Beginning in March 2024, Texas Governor Greg Abbott issued an executive order directing public universities to revise their free speech policies in response to pro-Palestinian campus protests tied to the Israel/Hamas conflict. The order instructed schools to adopt a formal definition of antisemitism and to discipline student organizations and individuals deemed to promote antisemitic or disruptive behavior. This move came amid escalating demonstrations on campuses such as UT Austin, where student groups staged encampments and faced mass arrests. In response, schools began enacting tighter restrictions, including curfews, bans on face coverings during protests, and suspensions of student groups like the Palestine Solidarity Committee.
In August 2024, the University of Texas System Board of Regents took further action by adopting a system-wide “institutional neutrality” policy. Modeled on the Chicago Statement, the policy barred universities from making official statements on controversial political issues, reinforcing the administration’s efforts to limit university involvement in contentious public discourse. At the same time, the Texas Legislature began advancing laws aimed at formalizing these approaches. By April 2025, lawmakers had passed a bill requiring all public colleges to apply a uniform, expanded definition of antisemitism in campus disciplinary proceedings—a move critics argued would disproportionately suppress pro-Palestinian speech.

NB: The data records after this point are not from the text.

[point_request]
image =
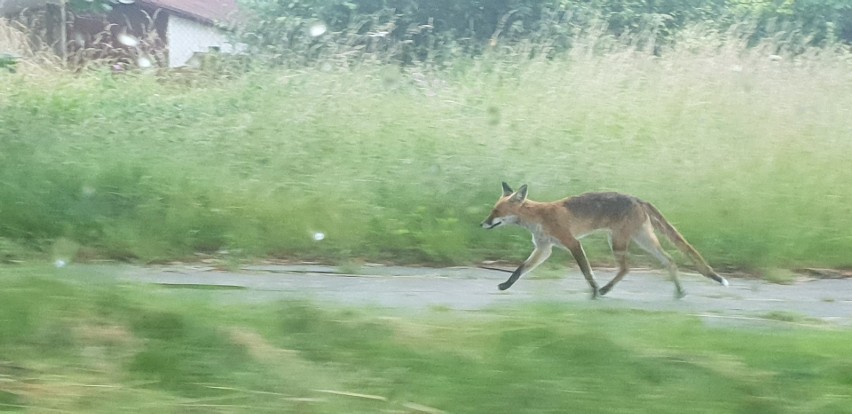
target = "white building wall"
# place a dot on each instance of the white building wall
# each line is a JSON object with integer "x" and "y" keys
{"x": 186, "y": 37}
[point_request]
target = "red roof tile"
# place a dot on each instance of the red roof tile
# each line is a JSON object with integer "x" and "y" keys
{"x": 211, "y": 11}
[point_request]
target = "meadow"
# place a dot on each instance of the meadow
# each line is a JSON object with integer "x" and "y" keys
{"x": 744, "y": 150}
{"x": 71, "y": 341}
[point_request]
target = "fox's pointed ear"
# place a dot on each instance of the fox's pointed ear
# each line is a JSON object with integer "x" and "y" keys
{"x": 521, "y": 195}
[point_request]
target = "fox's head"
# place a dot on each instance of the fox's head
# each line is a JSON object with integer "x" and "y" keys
{"x": 505, "y": 211}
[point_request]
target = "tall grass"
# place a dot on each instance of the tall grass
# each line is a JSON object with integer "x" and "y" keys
{"x": 73, "y": 341}
{"x": 745, "y": 151}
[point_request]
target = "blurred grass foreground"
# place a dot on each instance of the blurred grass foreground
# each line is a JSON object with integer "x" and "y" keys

In May 2025, the Texas Senate passed Senate Bill 2972, which imposed new statewide restrictions on campus protests. The bill limited demonstrations between 10 p.m. and 8 a.m., prohibited overnight encampments, banned the use of masks, and gave university boards broad authority to regulate the time, place, and manner of protests. The bill received final legislative approval later that month and was signed by Gov. Abbott in June, 2025.